Spotify recently announced that it plans to start selling its free users' identifiable information to major ad companies using pattern recognition and other data mining techniques to profile fans before packaging them for resale.
Guest post by Chris Castle of Artist Rights Watch
Spotify announced today that it is selling its [actually the artist’s] fans to several different “ad tech” companies. Here’s the Spotify press release:
Today we have officially enabled programmatic buying across our audio ads globally. We’re partnering with three of the largest and most established platforms in the programmatic space – AppNexus, Rubicon Project and The Trade Desk – to give buyers access to over 70 million music fans on Spotify Free.
Here’s the deal: we’ve launched Private Marketplaces for our best in-class audio advertising platform on mobile, allowing access for :15 and :30 second audio spots. This makes Spotify the first publisher to enable Deal ID/PMP access across audio inventory in a true, real-time bidding environment. Buyers will also have the opportunity to access Spotify’s authenticated first party demographic data and unique playlist data.
This is available globally across Spotify’s 59 markets. Buyers can target audiences by age, gender, genres and playlists – all in real time.
Today’s release rounds out one of the most diverse programmatic offerings in market, now expanding across display, video and audio, with industry-leading viewability topping 95%. We’re now one step closer to our goal of making all of our innovative ad experiences available programmatically. To learn more about Audio PMPs, email email@example.com.
If you don’t know about “real time bidding” read this post I wrote in 2012, nothing has changed for the better from an artist’s point of view (“A New Meaning for Real Time Bidding: An artist’s guide to how the brands and ad agencies profit from advertising supported piracy“) It looks something like this:
Previously, [Spotify] sold audio ads through audio-only ad exchanges at a fixed price, and completed transactions through manual insertion orders.
The company has already inked mobile audio spending deals, and is in talks with major media agency networks, said Les Hollander, global head of audio monetization at Spotify. One of those networks is Omnicom Media Group, according to people familiar with the matter. OMG and Spotify declined to comment on the nature of the relationship.
“We didn’t have the real-time optimization last year,” said Jana Jakovljevic, head of programmatic at Spotify and former Rubicon staffer. “We were waiting for a programmatic standard for audio.” That came in January when the IAB released its “Programmatic and Open-RTB Protocol 2.4,” she said. “It gives the buyers more control in terms of optimization,” she said.

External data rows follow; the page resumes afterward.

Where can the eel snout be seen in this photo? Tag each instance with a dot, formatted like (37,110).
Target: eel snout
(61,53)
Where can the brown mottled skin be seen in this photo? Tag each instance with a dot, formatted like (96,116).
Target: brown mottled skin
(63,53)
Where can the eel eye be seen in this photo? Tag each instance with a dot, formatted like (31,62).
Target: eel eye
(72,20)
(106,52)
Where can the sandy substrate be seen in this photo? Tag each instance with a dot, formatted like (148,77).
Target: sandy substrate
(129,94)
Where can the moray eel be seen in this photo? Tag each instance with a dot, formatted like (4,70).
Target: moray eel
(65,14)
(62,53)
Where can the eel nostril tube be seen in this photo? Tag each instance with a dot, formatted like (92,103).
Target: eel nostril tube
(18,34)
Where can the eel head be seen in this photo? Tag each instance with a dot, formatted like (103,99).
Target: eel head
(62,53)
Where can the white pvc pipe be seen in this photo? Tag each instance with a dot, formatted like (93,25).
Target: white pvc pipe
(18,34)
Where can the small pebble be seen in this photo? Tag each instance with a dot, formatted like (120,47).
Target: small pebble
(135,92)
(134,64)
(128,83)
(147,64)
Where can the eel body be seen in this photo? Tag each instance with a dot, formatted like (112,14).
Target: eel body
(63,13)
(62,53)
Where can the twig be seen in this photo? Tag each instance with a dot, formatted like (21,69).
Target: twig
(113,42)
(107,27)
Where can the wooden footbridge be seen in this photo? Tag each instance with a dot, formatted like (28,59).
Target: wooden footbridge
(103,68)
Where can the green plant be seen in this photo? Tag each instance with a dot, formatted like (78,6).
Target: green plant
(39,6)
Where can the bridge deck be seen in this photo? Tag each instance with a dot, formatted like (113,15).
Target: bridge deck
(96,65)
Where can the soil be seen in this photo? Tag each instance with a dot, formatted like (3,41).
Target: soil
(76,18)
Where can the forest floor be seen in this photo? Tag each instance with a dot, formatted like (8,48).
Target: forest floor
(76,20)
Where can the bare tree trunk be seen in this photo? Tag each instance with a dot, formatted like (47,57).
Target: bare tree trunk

The goal is to get its mobile audio inventory included in more programmatic buys with “video, display and audio all together” and to tap into the fast growth of mobile programmatic ad spending, he said. “Programmatic channels, and money set aside for new concepts and investments — ultimately that’s where the money will come from.”
What this comes down to is that you are driving fans to Spotify, Spotify is capturing their identifiable information, scraping that into data categories through pattern recognition and other data mining techniques and then profiling your fansto be resold to brands. It’s hard to believe that Google is not involved with this deal somehow. (Don’t forget that Kara Swisher reported in Re/Code that then Google head of business development joined the Spotify board.)
How much do you think Spotify makes from selling your fan’s information out the back door? According to Ad Age it’s about $10 million:
Spotify has 100 million global monthly active users, according to the company. Among them, 70 million are free, ad-supported users, and 71% of total streams are mobile, said Mr. Hollander. In the U.S., Spotify has close to 50 million monthly active users, of which 75% are free, ad-supported users.
This year, mobile programmatic spending will reach $15.45 billion in the U.S. alone, and next year, mobile video programmatic spending will exceed its desktop counterpart, according to eMarketer.
The audio programmatic opportunity for Spotify is global, said Mr. Hollander. “I wouldn’t make the assumption the U.S. is leading the way here,” he said.
This year, global programmatic ad revenue from display and video ads will near $20 billion, according to IPG’s Magna Global ad spending forecast. Spotify is hoping to capture at least $10 million of that revenue through its programmatic audio, video and display ad sales, Mr. Hollander said.
How much do you think Spotify wants to give up freemium?